The Knicks’ massive, energetic frontline, which mercilessly curb-stomped the Cavs into an early Cancun trip (I wish someone would be that merciless to me), has been humbled by Bam Adebayo, Jimmy Butler, zombie Kyle Lowry, and the Heat’s trademark scrappy try-hards. Down 3-1, it’s hard to see the Knicks staging a comeback at this point.
Boston Celtics are tied with Philadelphia 76ers, 2-2
Who would you guess has made the most three-pointers, 16, in the series so far?
James Harden? He’s had a pair of 40-point games, after all. Or the Celtics’ Jays, Tatum and Brown? They’re averaging 24 and 23 points per game; surely, it must be one of them?
Clearly, I’m setting you up for something. The answer is Boston reserve Malcolm Brogdon, the newly-proclaimed Sixth Man of the Year.
Brogdon (who also beat out Joel Embiid for Rookie of the Year way back when) has been incendiary from deep, nailing more than half of his 30 attempts from deep. The rest of the C’s are hitting just 34.5% from beyond the arc. He’s hit at least two triples and scored 15 points in all four games, providing crucial spacing and bench scoring.

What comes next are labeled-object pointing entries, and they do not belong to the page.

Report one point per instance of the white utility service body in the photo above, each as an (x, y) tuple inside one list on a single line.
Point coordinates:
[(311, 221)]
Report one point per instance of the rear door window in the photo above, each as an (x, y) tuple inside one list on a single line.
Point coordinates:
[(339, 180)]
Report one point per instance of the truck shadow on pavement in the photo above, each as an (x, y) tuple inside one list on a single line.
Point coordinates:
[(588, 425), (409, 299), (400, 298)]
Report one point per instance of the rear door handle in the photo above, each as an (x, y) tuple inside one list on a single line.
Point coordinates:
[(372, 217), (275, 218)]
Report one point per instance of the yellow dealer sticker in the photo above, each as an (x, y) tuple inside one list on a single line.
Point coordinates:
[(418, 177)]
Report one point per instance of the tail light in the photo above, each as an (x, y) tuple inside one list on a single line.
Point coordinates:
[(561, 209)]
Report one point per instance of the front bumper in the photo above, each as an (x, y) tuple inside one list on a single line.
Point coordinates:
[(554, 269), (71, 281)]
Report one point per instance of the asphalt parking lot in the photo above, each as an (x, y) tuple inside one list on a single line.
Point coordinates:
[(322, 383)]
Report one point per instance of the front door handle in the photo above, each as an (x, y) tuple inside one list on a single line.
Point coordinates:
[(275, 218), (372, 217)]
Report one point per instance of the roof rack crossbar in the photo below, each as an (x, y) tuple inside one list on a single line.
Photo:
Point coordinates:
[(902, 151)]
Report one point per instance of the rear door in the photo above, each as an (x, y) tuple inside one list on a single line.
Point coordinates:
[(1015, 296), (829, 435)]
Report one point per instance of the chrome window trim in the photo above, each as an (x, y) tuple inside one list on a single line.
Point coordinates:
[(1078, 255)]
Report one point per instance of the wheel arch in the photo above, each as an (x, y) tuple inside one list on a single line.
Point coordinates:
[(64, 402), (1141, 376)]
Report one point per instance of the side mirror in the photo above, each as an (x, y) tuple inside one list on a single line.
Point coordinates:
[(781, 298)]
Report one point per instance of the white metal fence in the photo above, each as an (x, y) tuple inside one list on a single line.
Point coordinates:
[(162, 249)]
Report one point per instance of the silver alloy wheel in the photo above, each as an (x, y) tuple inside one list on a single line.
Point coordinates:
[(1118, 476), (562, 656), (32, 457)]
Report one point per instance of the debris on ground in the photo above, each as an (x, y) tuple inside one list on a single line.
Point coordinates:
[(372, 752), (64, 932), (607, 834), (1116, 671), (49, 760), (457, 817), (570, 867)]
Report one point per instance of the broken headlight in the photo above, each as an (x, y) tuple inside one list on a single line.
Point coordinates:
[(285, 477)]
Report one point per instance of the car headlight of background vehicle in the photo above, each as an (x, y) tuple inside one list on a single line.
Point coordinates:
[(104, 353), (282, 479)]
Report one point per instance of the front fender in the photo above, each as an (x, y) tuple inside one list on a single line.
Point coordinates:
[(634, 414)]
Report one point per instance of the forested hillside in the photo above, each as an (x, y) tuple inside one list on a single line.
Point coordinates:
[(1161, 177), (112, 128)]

Although Brogdon occasionally gets tunnel vision, he rarely makes mistakes — just four turnovers in four games (although one was absolutely horrific, to be fair). He’s a passable defender (although the 76ers are attacking him as much as possible, that’s more to avoid Boston’s bevy of All-Defensive-caliber players at other positions), a quick decision-maker, and an active mover off-ball. His ability to shapeshift from primary ballhandler to secondary playmaker to spot-up shooter allows him to play alongside any combination of Celtics.
If I’m being honest, I think that Brogdon’s three-point shooting and box-score numbers probably overstate his case; I still think Derrick White is a better player overall. Brogdon, while solid at most things, isn’t great at anything except shooting.
But putting the ball in the basket is the most important skill in the NBA, and coach Joe Mazzulla has prioritized the three-ball all season long. Brogdon has played the entire fourth quarter of all three non-blowout games after splitting those duties with White and Grant Williams in the regular season.
In a series that’s seen strangely inconsistent performances from James Harden, Joel Embiid, and Jayson Tatum, among others, having a consistent, steadying presence off the bench could be the ace up Boston’s sleeve.